Fortunately, technology has emerged that makes collecting and managing information about tangible assets significantly easier. Appraisers can collect detailed data and provenance on property and possessions and upload them to a personal, online digital locker, where the items are regularly valued, securely managed, and are accessible anytime. Individuals will soon be able to use their smartphones to take a picture of a valuable object and upload it directly to this locker. As items are added and values change, the owner is notified – and can choose to automatically alert his advisors, including insurers and wealth managers, to ensure the items are accounted for and adequately protected.

The continuous transparency that the locker provides into values can be eye-opening to users.  Case in point: A family in the Northeast has a large, valuable art collection. Thirty years ago, the family had the pieces insured, using estate values provided by auction houses. These values, as a rule, are much lower than retail replacement values, so the family’s collection was initially insured at about half of what it should have been. The collection had not been appraised since the early 1980s, and, when a wealth manager had it re-appraised in 2012, values had changed so substantially that a piece initially valued at several hundred thousand dollars now carries a fair market value of more than $50 million.
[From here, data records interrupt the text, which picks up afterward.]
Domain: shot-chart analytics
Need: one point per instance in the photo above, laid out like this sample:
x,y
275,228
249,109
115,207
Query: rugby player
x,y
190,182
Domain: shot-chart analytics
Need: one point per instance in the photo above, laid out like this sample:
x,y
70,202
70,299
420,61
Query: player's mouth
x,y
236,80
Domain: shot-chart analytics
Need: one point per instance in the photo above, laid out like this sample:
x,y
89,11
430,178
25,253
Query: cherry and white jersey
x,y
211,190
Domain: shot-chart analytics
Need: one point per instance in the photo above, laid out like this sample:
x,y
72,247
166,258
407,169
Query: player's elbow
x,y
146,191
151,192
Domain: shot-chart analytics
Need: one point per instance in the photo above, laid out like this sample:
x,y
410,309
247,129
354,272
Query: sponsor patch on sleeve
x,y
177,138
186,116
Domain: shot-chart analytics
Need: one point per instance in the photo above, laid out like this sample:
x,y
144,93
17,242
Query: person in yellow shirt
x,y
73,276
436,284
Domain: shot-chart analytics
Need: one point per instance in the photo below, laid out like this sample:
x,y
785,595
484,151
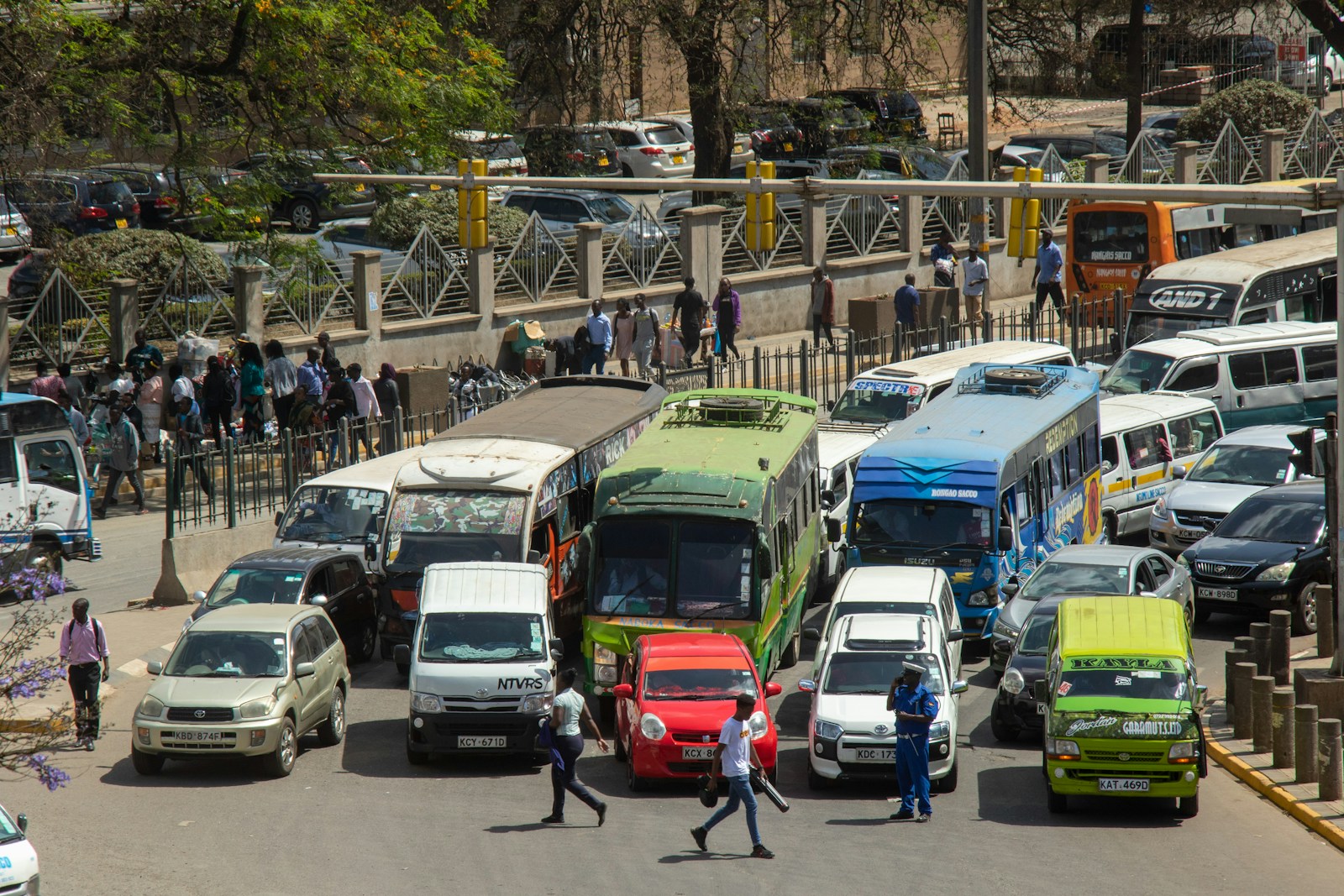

The consequences of this type of undervaluation are significant. Had the owner passed away before the revaluation, the estate could have suffered an immense tax bill. In the event of loss, theft, fire or water damage, the owner would have been severely underinsured and faced significant loss. In addition, had the owners known the higher value of the artwork, they could have sold or leveraged it.

The bottom line is: With more information about their valuables, individuals  – and their advisors – can make more informed decisions.

This ability to capture, securely store and provide real-time valuations is a momentous step forward in tangible wealth management, and has been made possible by several technological advancements:

1. Data About Prized Possessions
There is a massive amount of data now available on luxury items. Whether a person’s passion investment is wine, diamonds, classic automobiles or fine art, there is a database that captures the real-time value changes in the category. By using technology to process that data, individuals gain a better composite view of their wealth, a greater idea of potential liquidity options, and a more accurate way to assess risk.

2. Digital Collection — Onsite and at Retail
In the not-so-distant past, a person had to take pictures or videos and store them on a hard drive, keep receipts in a safe deposit box, and use a spreadsheet to capture information on valuables. Now that all communication and record keeping has gone digital, certified appraisers can use apps to capture all of this information on-site. Merchants can email electronic receipts. Individuals can snap a picture of any acquired item, add support information like a receipt, package art, or bar or QR-code and send it to their personal digital locker in real time. All of this information is securely accessible anytime, anywhere.

3. Cloud Storage and Connectivity
Once information is collected electronically, it can be safely and securely stored in a personal digital locker in the cloud. This eliminates the need for paper records or other media that can be lost, stolen, or destroyed.  In addition to storage, the cloud provides connectivity, creating a virtual ecosystem where individuals can privately view the value of their tangible assets and manage those assets. This new capability includes easy connections to on-line auction houses, dealers, insurers, wealth manager and the like to sell, insure, donate, or take other beneficial actions powered by information about everything a person owns.

Ultimately, data is currency, and new technology is helping individuals cash in on the data about their tangible wealth. The information about possessions has inherent value. By adopting emerging technologies to collect, value and connect the information about individuals’ personal property, individuals and their advisors can finally gain transparency into tangible assets – completing the total wealth picture.